A little girl was once standing in a dark, narrow street playing with some bits of coloured paper she had found in an ash-can. Suddenly a gust of wind came around the street-corner. It blew the coloured scraps right out of the child’s hand and carried them up over her head, then higher still, over the house-tops, until they were out of sight.

Janie, that was the little girl’s name, watched them fly away, with tears in her eyes. Her busy mother had given her this day for a holiday, she had no toys to play with, and she loved those gay bits of paper. As she looked after the scraps up into the little patch of blue sky, which was all she could see between the high houses, she saw a small, white cloud scudding along, just the way the papers had flown.

“What makes the cloud fly so fast?” thought Janie, and as if in answer another gust of wind came blowing down the street. “Oh, wind, blow me, too,” cried Janie, “take me up in the sky with the cloud,” and she held out her little petticoat.

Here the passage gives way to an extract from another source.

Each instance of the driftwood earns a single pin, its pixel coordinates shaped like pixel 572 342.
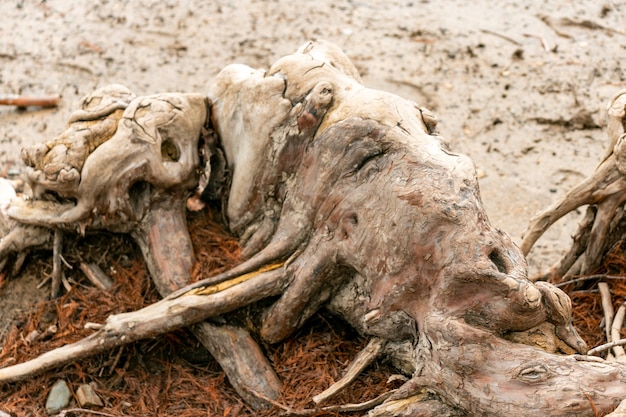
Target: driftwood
pixel 604 192
pixel 342 196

The wind filled it and blew her—well, it didn’t quite blow her into the sky, but it did a kinder thing. It blew her down the dark, narrow street, through other streets, each getting wider and cleaner, until at last it blew her right into the country. There she found herself racing over green fields, with the sky overhead so big and so blue that the clouds looked like a flock of little sheep. There for a moment the wind left her—he had other things to do—and Janie stood looking around her happy and surprised. It was a spring day and the grass, which was waving in the wind, was soft and green and full of buttercups and daisies. “Far prettier than my scraps of paper,” thought Janie. The trees were covered with new, green leaves, some of them were dressed in pink and white blossoms, and their branches swayed in the wind as if they were waving a welcome to the little girl. But she didn’t have long to stand and look. Back came the wind, bringing new scents of blossoms and other sweet spring things with him, and off the child ran again.

Presently she saw in front of her a shining blue line, and when she reached it she found it was the sea. If any one of us has ever seen the sea on a clear windy day we can never forget it, and that is just the way Janie felt. The waves were high and blue, but they wore great white caps which broke against the wind, and he scattered them into splendid foamy bits of spray, while the waves came dashing over the beach.

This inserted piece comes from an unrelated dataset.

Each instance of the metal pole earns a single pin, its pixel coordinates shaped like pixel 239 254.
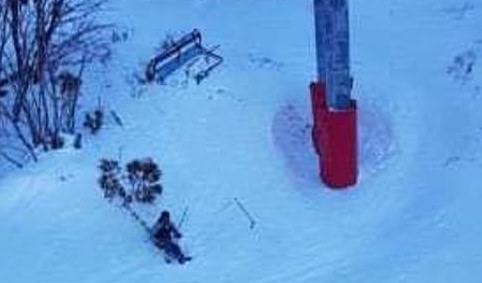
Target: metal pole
pixel 333 51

It was all so beautiful that Janie took a long, deep breath of wind, and suddenly her cheeks grew pink and her eyes bright, and you never would have known she was the pale, sad little Janie who stood in the dark street watching her scraps of paper blow away.

She was standing on the beach gazing out to sea in astonishment. For there, on the blue water, was something which looked like a great bird with its wings outspread, only it was far bigger than any bird, and as it skimmed over the water she saw men moving upon it. Can you guess what it was? It was a splendid ship; but as Janie had never seen one before, except in pictures, she was much puzzled. “What makes it fly so fast?” she wondered, and for an answer the wind blew her along the beach, through a garden, and almost into a little white cottage, where a woman was standing with a baby in her arms.

She didn’t seem to mind a bit when she saw a strange little girl come flying down the garden path to her house. She just laughed and cried, “This is another trick of my friend the wind.” Then she laid the baby down in a cradle and took both Janie’s hands, making her sit on the door step where the wind had dropped her.